Knowledge – its very disciplines – are today locked in a struggle for survival on university campuses in India. It is a bloodless war, but no less brutal for that. Most people in India remain blissfully unaware of this conflict and carry on with their business. On one side stand those who defend knowledge, armed with nothing but their training, their discipline, and their commitment to intellectual integrity. On the other side are the invaders, wielding a far more lethal weapon: nationalism, sharpened into its Hindutva form.

For the past eleven years, the making of syllabi has turned into a continuous tug-of-war. Hapless department heads have had to defend their curricula against volleys of nationalist and “Indianist” sophistry. Whatever the discipline – particularly in the humanities and social sciences – the moment words such as caste, gender, discrimination, sexuality, or LGBTQ appear, administrative representatives react with hostility. Foreign authors and thinkers provoke a similar unease. In their haste to “Indianise” knowledge, committee members do not hesitate to browbeat subject experts.

https://thewire.in/education/at-delhi-university-indianisation-of-syllabi-is-hollowing-out-knowledge 

It would be wrong to say that everything is lost. As I have noted earlier, many department heads and teachers continue to devise ways to protect the dignity of their disciplines.
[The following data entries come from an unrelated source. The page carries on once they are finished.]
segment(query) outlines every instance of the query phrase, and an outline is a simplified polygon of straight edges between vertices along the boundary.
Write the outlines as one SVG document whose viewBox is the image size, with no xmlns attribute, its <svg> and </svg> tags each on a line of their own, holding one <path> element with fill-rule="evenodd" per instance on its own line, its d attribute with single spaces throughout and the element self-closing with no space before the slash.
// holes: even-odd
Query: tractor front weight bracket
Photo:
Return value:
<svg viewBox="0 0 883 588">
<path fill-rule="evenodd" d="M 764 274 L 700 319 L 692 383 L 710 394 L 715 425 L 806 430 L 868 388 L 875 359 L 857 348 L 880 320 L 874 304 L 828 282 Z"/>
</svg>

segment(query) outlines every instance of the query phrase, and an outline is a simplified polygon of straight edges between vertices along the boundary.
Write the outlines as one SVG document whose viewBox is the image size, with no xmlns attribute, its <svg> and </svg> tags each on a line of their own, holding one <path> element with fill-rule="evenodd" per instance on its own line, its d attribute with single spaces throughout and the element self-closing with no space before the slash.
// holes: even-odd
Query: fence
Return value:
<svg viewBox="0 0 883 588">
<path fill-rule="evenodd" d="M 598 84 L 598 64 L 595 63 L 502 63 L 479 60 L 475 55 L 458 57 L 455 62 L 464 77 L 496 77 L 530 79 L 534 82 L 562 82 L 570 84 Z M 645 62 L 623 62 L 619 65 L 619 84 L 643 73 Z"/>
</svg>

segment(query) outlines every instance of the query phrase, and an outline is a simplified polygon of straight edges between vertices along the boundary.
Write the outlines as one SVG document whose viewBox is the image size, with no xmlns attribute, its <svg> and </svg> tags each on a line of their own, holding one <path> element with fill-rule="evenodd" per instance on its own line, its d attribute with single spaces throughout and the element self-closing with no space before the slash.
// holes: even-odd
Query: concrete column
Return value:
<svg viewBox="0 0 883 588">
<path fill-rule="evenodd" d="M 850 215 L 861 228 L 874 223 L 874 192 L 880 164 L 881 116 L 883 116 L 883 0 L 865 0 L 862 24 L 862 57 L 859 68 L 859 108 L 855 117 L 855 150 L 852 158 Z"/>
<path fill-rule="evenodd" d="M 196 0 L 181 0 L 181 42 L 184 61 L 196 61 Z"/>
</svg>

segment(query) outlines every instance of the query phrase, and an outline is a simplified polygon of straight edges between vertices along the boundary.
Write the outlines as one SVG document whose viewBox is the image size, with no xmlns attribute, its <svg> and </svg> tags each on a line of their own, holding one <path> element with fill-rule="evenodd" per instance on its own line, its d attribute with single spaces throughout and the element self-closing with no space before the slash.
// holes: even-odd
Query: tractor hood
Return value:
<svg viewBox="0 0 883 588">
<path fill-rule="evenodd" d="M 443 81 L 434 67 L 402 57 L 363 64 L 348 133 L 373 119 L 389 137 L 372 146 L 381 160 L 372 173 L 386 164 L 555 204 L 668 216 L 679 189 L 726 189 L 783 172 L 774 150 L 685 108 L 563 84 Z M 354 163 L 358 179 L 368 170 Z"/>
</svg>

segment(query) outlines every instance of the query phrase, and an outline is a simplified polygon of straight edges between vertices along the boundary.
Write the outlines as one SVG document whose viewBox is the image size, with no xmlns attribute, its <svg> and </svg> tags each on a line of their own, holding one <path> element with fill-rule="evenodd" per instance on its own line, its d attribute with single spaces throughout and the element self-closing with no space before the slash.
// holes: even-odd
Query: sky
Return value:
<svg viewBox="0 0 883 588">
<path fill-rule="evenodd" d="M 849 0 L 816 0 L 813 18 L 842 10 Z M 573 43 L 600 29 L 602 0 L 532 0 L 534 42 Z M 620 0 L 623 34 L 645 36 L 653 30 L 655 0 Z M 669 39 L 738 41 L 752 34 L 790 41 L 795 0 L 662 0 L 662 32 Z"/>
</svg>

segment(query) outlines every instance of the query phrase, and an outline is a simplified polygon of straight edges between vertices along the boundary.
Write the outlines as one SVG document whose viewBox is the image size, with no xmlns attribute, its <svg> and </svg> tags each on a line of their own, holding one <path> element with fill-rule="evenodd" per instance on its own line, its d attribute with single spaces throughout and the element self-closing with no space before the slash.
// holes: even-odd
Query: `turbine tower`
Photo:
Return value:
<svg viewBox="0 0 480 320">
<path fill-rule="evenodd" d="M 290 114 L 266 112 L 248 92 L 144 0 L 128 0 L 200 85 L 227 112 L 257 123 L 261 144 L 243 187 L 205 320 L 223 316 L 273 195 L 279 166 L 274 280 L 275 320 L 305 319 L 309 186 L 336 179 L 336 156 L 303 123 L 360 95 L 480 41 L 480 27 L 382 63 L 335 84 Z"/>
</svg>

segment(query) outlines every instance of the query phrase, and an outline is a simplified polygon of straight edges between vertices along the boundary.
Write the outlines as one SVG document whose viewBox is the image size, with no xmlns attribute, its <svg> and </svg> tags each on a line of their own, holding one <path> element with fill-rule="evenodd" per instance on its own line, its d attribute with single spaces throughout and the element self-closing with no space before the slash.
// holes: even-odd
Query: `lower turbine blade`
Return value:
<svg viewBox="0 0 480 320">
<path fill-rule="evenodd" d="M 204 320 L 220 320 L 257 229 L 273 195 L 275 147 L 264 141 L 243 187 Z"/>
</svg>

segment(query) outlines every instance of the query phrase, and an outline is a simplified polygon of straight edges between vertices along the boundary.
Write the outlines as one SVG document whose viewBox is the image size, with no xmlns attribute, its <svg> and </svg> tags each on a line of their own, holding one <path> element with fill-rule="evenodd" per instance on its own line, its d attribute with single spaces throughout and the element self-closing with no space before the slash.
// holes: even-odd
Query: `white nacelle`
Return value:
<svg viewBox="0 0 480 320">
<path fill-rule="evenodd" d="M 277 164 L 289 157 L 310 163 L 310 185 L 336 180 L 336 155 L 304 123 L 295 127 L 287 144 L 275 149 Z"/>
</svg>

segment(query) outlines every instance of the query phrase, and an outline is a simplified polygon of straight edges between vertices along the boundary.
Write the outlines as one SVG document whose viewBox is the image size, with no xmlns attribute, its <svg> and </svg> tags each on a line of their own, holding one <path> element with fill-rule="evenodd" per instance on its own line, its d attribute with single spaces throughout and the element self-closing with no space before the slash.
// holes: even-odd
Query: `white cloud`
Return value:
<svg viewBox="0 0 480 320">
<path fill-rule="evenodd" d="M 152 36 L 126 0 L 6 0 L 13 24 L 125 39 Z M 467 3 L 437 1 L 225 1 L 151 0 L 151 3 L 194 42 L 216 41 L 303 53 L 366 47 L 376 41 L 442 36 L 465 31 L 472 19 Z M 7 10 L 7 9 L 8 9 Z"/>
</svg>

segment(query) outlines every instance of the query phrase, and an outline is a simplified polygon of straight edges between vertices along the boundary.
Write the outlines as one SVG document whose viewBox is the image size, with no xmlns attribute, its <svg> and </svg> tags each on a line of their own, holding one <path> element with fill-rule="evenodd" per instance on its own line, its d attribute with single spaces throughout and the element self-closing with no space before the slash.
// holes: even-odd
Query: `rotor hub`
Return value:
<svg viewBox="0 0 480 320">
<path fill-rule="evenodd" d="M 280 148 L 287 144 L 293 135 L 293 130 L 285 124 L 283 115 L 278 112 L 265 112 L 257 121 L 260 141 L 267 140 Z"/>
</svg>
Sometimes they succeed; sometimes they are forced into compromise. It would not be an exaggeration to say that Indian universities have become battlefields where a fierce struggle is underway between knowledge and Hindutva ideology. Knowledge itself cannot fight. On its behalf stand those teachers who still remain teachers, entering committee meetings prepared to counter an endless barrage of Hindutva idiocy.